End-to-end learning vs. world models

If a neural network takes in raw pixels from a car’s cameras and outputs a path, that is end-to-end learning. (Or technically I guess it would be end-to-mid learning since the path is still executed by hand-coded control software.)

George Hotz (President of Comma AI) makes an interesting argument that we should feed raw pixels into a path planning network. He argues it’s futile to attempt to capture the information that humans glean about the world from vision with a set of ~100 hand-designed representations (such as driveable space, bounding boxes, etc.). I find this argument appealing because it is accords with the theoretical perspective that learning should be learning and not hand coding. So, that puts Hotz into the end-to-end learning (or end-to-mid learning) camp.

But Yann LeCun (bio) takes the same theoretical perspective and spins it in a different direction. We do need world models. And they need to be learned models. That’s what self-supervised learning is for. To learn the rich internal structure of video data, allowing it to do things like predict the next frame of video. Without the limitations of hand-made labels like “car” or abstracted representations like bounding boxes.
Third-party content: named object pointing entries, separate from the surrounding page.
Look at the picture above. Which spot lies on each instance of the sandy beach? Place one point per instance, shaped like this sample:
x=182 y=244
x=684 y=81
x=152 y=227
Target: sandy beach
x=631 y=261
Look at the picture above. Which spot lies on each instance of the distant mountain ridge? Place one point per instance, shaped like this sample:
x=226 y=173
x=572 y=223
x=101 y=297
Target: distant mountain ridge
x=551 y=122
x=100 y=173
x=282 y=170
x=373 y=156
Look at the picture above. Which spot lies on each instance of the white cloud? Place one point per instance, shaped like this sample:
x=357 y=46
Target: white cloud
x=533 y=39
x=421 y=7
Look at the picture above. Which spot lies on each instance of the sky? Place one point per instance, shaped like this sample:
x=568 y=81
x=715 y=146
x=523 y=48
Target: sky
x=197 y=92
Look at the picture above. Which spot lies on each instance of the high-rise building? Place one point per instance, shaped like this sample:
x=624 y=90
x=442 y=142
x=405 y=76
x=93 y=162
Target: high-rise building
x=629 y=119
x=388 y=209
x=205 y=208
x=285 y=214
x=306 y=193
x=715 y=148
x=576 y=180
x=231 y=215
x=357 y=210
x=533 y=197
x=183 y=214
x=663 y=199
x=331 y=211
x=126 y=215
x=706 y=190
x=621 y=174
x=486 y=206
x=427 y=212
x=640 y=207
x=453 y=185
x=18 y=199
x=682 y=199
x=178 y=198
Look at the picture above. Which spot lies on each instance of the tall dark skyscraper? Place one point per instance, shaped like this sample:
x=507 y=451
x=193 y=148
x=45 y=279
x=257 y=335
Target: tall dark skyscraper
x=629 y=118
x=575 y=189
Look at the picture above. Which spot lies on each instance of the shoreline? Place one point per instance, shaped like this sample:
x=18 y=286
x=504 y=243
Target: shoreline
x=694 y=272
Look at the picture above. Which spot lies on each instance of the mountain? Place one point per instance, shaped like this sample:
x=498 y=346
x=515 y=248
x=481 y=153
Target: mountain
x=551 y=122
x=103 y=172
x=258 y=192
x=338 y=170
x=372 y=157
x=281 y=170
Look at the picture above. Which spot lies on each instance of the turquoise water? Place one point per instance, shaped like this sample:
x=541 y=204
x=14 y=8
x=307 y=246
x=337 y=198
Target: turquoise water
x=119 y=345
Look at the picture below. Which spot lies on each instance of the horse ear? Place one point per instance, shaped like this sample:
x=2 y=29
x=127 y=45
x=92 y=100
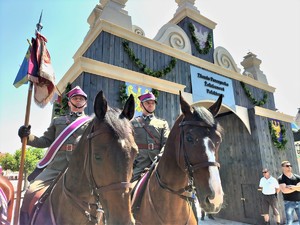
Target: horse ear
x=100 y=106
x=185 y=107
x=129 y=107
x=215 y=108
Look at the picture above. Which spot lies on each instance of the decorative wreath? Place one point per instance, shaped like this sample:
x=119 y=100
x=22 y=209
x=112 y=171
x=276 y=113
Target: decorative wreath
x=251 y=98
x=123 y=95
x=208 y=43
x=143 y=67
x=278 y=144
x=62 y=107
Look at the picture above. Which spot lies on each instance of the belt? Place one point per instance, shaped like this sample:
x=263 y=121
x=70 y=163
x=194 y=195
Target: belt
x=67 y=147
x=149 y=146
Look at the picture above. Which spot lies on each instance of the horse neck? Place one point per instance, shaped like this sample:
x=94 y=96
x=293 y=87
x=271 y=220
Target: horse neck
x=168 y=167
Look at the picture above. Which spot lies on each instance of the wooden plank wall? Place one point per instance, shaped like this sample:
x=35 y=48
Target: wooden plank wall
x=242 y=155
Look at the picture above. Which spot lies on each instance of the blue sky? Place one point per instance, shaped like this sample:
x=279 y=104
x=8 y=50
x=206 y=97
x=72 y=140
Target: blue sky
x=270 y=29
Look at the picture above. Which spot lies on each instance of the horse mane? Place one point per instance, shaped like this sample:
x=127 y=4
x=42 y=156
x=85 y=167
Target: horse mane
x=114 y=119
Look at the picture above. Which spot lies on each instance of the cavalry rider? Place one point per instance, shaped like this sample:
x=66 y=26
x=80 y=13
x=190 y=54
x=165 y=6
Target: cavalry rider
x=151 y=134
x=65 y=142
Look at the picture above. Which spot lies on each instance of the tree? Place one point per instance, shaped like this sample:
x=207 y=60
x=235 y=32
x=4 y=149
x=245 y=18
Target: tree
x=32 y=156
x=12 y=162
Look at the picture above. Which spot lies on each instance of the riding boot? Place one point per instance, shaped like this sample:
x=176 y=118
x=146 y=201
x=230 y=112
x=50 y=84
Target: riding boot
x=210 y=217
x=24 y=218
x=202 y=217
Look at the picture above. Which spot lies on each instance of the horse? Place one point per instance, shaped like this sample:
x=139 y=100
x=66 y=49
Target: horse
x=6 y=200
x=187 y=167
x=99 y=172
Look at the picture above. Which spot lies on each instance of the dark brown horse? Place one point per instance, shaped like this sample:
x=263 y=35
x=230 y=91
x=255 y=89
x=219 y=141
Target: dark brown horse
x=6 y=200
x=188 y=165
x=99 y=173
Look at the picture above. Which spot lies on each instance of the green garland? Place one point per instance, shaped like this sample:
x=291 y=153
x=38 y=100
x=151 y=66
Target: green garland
x=123 y=95
x=63 y=107
x=278 y=144
x=144 y=67
x=208 y=43
x=251 y=98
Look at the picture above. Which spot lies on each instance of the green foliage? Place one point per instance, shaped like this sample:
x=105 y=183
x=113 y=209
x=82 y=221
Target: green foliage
x=278 y=144
x=8 y=162
x=251 y=98
x=143 y=67
x=63 y=107
x=32 y=156
x=123 y=95
x=208 y=43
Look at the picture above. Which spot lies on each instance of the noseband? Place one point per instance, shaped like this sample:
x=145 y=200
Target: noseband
x=189 y=167
x=96 y=190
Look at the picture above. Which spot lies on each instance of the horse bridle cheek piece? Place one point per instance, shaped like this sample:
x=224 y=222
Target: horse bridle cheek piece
x=189 y=168
x=96 y=191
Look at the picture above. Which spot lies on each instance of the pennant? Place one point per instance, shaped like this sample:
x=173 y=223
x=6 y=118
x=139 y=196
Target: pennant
x=44 y=86
x=37 y=68
x=22 y=76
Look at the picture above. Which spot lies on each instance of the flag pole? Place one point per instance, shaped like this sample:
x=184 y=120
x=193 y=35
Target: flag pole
x=24 y=143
Self-supervised learning is still in the early research phase, whereas supervised learning has received intense interest since around 2012, and is at a more mature phase of R&D. For now, if you want to use a world model in a commercial application like Autopilot, it’s probably gotta be mostly supervised learning.

Supervised learning is World Models v1.0 and self-supervised learning is World Models v2.0. Supervised learned world models are less learned and more human-designed than self-supervised learned world models. But, for now, they are the best world models we can use in commercial applications. And Yann LeCun’s arguments about why we need world models also apply for supervised learned world models, not just self-supervised learned ones. Namely:

I think this explains how building an explicit world model using ~100 hand-designed representations isn’t necessarily antithetical to the Bitter Lesson thesis; it’s just the best available alternative to self-supervised learning at the moment. World models are still important even if they’re largely hand-crafted.